Ren looked at the rusted chains swaying in the toxic wind. He looked at his own hands, which were still trembling.

He realized then that the fight with Leopold was just the tutorial. The Lion was a beast of flesh and blood. He could be punched. He could be outsmarted.

But the Hives? The Hives were a machine. And machines didn't care about bravery.

Ren reached into his pocket and pulled out the gold tooth Kaira had given him. He rubbed it with his thumb.

"Kaira," Ren said softly.

"Yeah?"

"If I… if I start to turn," Ren whispered, looking at the glowing veins in his wrist. "If the Feral Percentage gets too high… and I forget who I am…"

He looked at her with terrified, black eyes.

"Don't heal me. Hit me."

Kaira looked at him. She saw the fear. She saw the monster waiting under his skin.

She reached out with her good hand and flicked him on the forehead.

"Deal," she said. "But you better not make me do it. I'm tired of hitting things today."

Ren managed a weak smile.

"Let's go," Titus grumbled, stepping onto the first iron grate of the industrial bridge. "The bugs are waiting."

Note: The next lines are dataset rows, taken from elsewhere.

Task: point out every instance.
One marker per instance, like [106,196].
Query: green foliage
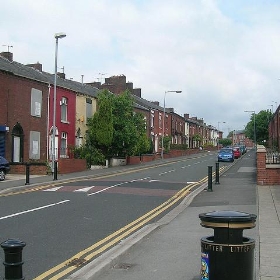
[100,126]
[225,142]
[179,147]
[92,155]
[197,137]
[261,122]
[166,143]
[114,130]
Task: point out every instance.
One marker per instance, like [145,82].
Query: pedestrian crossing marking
[84,189]
[53,189]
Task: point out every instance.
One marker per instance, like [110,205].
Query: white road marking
[103,190]
[53,189]
[173,170]
[84,189]
[33,210]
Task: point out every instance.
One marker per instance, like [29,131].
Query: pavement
[171,248]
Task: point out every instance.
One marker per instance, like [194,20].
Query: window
[152,120]
[88,108]
[63,144]
[36,102]
[63,106]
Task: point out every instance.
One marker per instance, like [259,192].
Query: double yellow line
[88,254]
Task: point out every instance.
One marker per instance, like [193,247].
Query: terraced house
[27,111]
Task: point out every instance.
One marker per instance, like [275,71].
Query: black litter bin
[227,255]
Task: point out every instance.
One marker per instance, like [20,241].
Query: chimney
[61,75]
[37,66]
[95,84]
[155,102]
[137,92]
[7,55]
[129,86]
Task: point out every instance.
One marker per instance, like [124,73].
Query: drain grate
[77,262]
[125,266]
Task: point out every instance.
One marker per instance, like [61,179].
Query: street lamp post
[255,134]
[163,124]
[57,36]
[218,134]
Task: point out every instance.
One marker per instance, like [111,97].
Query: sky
[224,55]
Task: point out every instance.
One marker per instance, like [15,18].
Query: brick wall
[37,169]
[66,165]
[267,174]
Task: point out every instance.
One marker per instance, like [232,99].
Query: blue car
[226,154]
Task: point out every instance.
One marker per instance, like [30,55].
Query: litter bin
[227,254]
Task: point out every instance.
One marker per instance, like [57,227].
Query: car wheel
[2,175]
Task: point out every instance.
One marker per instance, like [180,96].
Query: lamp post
[57,36]
[163,124]
[255,134]
[218,134]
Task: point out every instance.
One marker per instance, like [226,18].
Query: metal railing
[272,157]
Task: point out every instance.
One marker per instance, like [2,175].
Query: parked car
[4,168]
[226,154]
[243,149]
[237,152]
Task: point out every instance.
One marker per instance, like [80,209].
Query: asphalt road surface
[67,225]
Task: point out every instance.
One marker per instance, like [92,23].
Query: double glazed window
[63,106]
[63,145]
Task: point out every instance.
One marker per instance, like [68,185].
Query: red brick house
[23,114]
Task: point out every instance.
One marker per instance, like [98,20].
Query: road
[67,225]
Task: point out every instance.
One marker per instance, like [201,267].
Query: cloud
[222,54]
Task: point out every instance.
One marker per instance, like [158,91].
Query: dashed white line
[33,210]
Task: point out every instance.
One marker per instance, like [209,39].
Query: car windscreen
[226,151]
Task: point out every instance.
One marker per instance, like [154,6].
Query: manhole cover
[77,262]
[124,266]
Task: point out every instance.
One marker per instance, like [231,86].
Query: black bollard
[13,259]
[55,171]
[27,173]
[209,179]
[217,174]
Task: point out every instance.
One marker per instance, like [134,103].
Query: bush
[179,147]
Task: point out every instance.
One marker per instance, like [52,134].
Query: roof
[21,70]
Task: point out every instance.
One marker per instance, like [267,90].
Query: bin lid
[228,218]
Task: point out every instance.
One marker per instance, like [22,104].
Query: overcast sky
[223,54]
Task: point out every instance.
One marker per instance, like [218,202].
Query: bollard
[55,171]
[217,174]
[209,189]
[13,259]
[27,173]
[227,255]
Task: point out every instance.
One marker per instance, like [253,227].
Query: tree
[114,130]
[225,142]
[100,126]
[99,135]
[261,121]
[124,133]
[143,143]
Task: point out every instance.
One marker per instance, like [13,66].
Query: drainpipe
[48,121]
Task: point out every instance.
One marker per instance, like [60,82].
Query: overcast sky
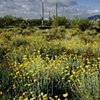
[32,8]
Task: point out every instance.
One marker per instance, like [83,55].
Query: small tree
[60,21]
[84,24]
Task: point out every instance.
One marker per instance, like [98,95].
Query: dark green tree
[84,24]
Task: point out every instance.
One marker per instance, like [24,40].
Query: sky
[32,8]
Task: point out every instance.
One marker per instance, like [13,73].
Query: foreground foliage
[49,64]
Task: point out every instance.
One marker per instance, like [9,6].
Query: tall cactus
[42,12]
[56,9]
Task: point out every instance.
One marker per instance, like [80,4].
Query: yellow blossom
[1,93]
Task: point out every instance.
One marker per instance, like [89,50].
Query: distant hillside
[94,17]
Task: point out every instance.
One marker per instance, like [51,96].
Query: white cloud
[32,8]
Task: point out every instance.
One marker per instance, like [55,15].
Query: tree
[84,24]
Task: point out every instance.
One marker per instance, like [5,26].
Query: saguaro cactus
[42,12]
[56,9]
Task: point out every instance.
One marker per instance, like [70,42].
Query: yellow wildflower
[1,93]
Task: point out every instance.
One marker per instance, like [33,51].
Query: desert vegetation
[58,62]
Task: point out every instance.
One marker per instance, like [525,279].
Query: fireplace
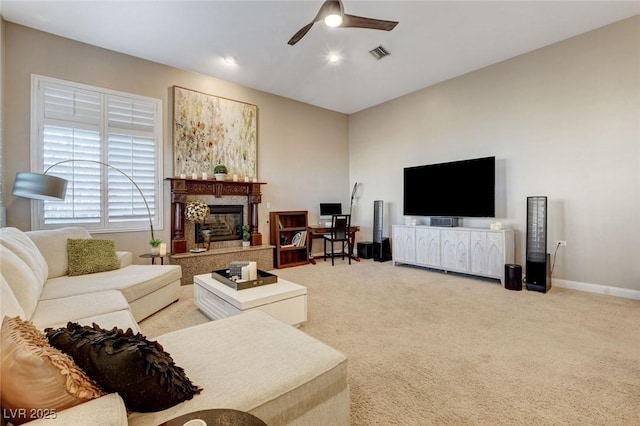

They stepped off the earth and onto the iron.

[ZONE ENTERED: THE RUST HIVES]

> Environmental Hazard: Toxicity (Level 2).

> Aether Density: Low.

> Dominant Species: Insectoid (Hive Mind).

> Objective: Survive the Crossing.

>

The wind howled through the pipes, sounding like a thousand flutes playing a funeral dirge. Ren took a breath of the acrid air, felt his gills spasm, and followed the Tank into the smog.